An unidentified private collector from Kentucky bought all but one of the matching pieces up for sale. The six pieces purchased by the Kentucky collector included a sofa, armchair and two sets of two sidechairs.
A matching Belter meridienne _ a half sofa _ was purchased by a collector from North Carolina.
“Even if one piece is separated from the set, it completely destroys its historical integrity … because its great value is in being together,” Scott said Sunday.
Tessa Steinkamp, an auctioneer and vice president of New Orleans Auction Galleries Inc., which sold the furniture for Ashland, said she could not identify the people who bought the furniture.

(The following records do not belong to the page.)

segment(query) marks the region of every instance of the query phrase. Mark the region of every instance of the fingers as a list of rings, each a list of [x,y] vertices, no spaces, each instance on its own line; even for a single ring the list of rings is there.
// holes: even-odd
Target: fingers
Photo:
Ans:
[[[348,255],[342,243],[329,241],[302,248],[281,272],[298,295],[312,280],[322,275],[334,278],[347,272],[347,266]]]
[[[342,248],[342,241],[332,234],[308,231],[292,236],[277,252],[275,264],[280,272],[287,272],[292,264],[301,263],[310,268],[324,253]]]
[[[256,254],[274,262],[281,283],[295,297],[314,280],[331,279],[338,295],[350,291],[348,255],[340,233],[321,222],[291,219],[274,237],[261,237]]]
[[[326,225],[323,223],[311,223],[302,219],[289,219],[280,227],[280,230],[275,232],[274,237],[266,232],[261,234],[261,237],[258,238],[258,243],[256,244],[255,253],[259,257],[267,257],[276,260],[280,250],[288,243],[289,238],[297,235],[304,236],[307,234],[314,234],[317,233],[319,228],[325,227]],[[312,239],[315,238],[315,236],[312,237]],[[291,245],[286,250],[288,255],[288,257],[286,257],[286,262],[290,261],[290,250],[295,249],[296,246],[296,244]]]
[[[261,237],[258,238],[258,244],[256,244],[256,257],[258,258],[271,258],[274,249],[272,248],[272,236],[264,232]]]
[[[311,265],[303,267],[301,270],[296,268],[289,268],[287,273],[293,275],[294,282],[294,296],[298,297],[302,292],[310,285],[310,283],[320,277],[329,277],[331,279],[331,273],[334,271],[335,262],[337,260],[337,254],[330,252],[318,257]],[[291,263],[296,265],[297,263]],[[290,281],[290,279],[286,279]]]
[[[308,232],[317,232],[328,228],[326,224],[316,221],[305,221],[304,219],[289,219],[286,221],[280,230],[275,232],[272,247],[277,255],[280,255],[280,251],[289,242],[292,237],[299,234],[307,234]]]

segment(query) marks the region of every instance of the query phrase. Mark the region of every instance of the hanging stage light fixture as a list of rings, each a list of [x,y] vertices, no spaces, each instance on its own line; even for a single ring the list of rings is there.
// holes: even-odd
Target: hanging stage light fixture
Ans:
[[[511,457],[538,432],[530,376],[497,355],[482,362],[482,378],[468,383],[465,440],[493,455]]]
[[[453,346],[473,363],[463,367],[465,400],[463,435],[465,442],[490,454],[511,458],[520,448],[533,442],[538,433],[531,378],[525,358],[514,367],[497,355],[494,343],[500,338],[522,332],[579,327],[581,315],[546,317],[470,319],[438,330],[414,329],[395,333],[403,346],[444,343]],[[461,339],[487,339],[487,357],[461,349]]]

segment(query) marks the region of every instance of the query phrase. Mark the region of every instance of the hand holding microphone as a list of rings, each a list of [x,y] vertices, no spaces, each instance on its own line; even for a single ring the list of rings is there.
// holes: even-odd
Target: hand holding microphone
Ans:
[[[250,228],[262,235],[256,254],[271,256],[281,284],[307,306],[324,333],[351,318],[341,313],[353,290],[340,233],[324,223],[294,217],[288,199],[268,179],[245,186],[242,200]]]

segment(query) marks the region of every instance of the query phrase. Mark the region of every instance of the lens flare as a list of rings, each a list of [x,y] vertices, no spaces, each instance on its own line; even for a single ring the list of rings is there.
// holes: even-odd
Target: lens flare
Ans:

She said both collectors placed their bids by phone. The sale was held at the auction company’s St. Charles Gallery.
The sofa was sold for $28,000; the armchair brought $22,000; and the two side chair sets brought $12,500 each, she said. The Kentucky buyer also was charged a 17.5 percent premium by the auction house, she said.
The meridienne sold for $9,250, plus the premium, Steinkamp said.
She would not disclose what her firm charged Ashland for the sale of the furniture, but said that a seller is typically charged a 10 percent commission for an item that sells for more than $2,500.
Scott said last week that he might try to buy the furniture himself, but he said Sunday that he was not one of the bidders at the New Orleans auction.